20 de Junho de 2008 / às 16:17 / 9 anos atrás

Mercado revê para baixo previsão de IGP-M de junho após surpresa

Por Vanessa Stelzer

SÃO PAULO (Reuters) - O mercado começou a revisar para baixo as projeções para o IGP-M de junho, para provavelmente abaixo de 2 por cento, depois do dado abaixo do esperado na segunda leitura do mês, o que é uma boa notícia no curto prazo mas não significa necessariamente o início de um alívio das fortes pressões de preços no atacado.

Além do impacto das commodities internacionais, o Índice Geral de Preços do Mercado (IGP-M) enfrenta as incertezas sobre o tamanho da alta do feijão e da carnes, produtos que já estão pressionando os indicadores e se acentuarão à frente, tomando o lugar de pressões que já começam a arrefecer, como o arroz.

Enquanto acredita-se que o pico da inflação ao consumidor foi em maio, o mercado não consegue prever o ápice dos IGPs --formados sobretudo pelo atacado. Isso porque apesar de os preços de feijão e carnes também impactarem o varejo, os aumentos de commodities como aço e energia batem diretamente apenas nos índices de atacado.
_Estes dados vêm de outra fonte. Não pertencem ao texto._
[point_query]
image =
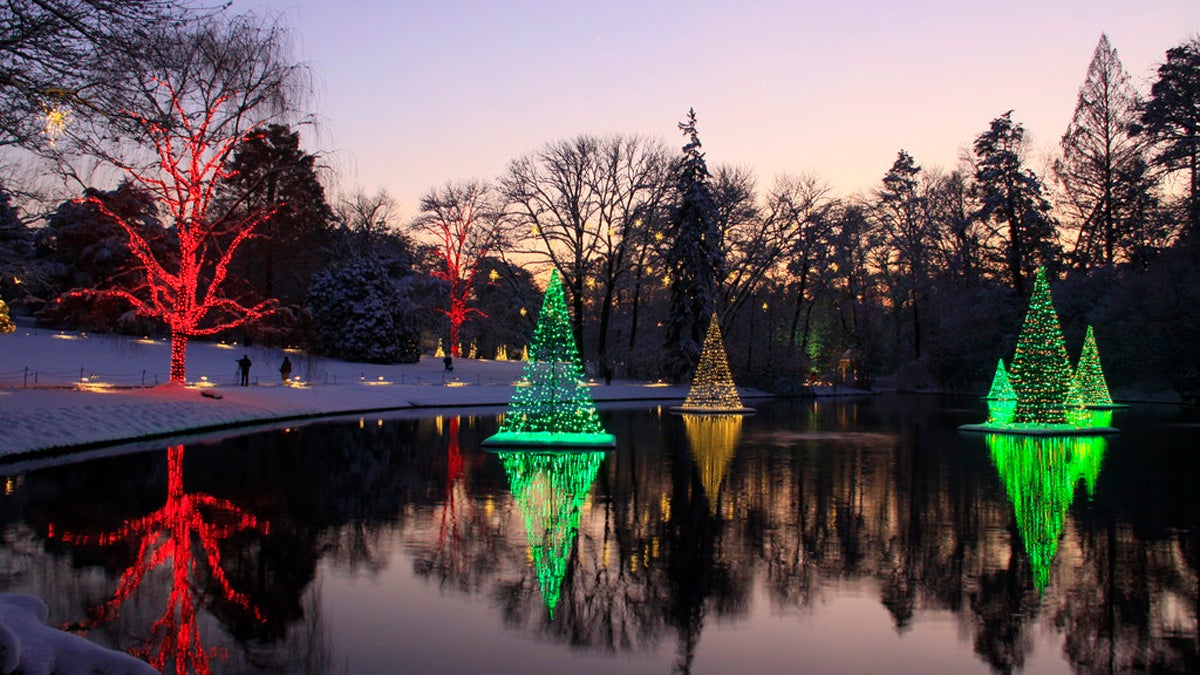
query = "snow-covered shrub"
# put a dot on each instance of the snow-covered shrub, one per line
(363, 314)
Silvio Campos Neto, economista-chefe do Banco Schahin, espera agora uma inflação pelo IGP-M deste mês de 1,90 por cento, ante a projeção anterior de 2 por cento.

"O número da segunda prévia surpreendeu. Foi um pouco de atacado, tanto agrícola como industrial, que subiu menos do que a gente esperava", disse ele.

O IGP-M subiu 1,83 por cento na segunda prévia de junho ante 1,54 por cento no mesmo período de maio. Uma pesquisa da Reuters mostrou que a faixa de projeções dos analistas era de 1,90 a 2,20 por cento.

"REFÉNS" DO EXTERIOR

Newton Rosa, economista-chefe da SulAmérica Investimento, também pretende fazer uma ligeira correção na projeção do mês, de 2,10 por cento para algo em torno de 2 por cento, mas ressaltou que esse ainda é um patamar bastante alto.

O número superaria a inflação de 1,61 por cento apurada pelo IGP-M em maio e seria a maior taxa do ano.

"Os IGPs ainda continuam muito pressionados. Ainda há muita incerteza para eles, sobretudo na questão das commodities... Os IGPs estão reféns de lá de fora", afirmou Rosa.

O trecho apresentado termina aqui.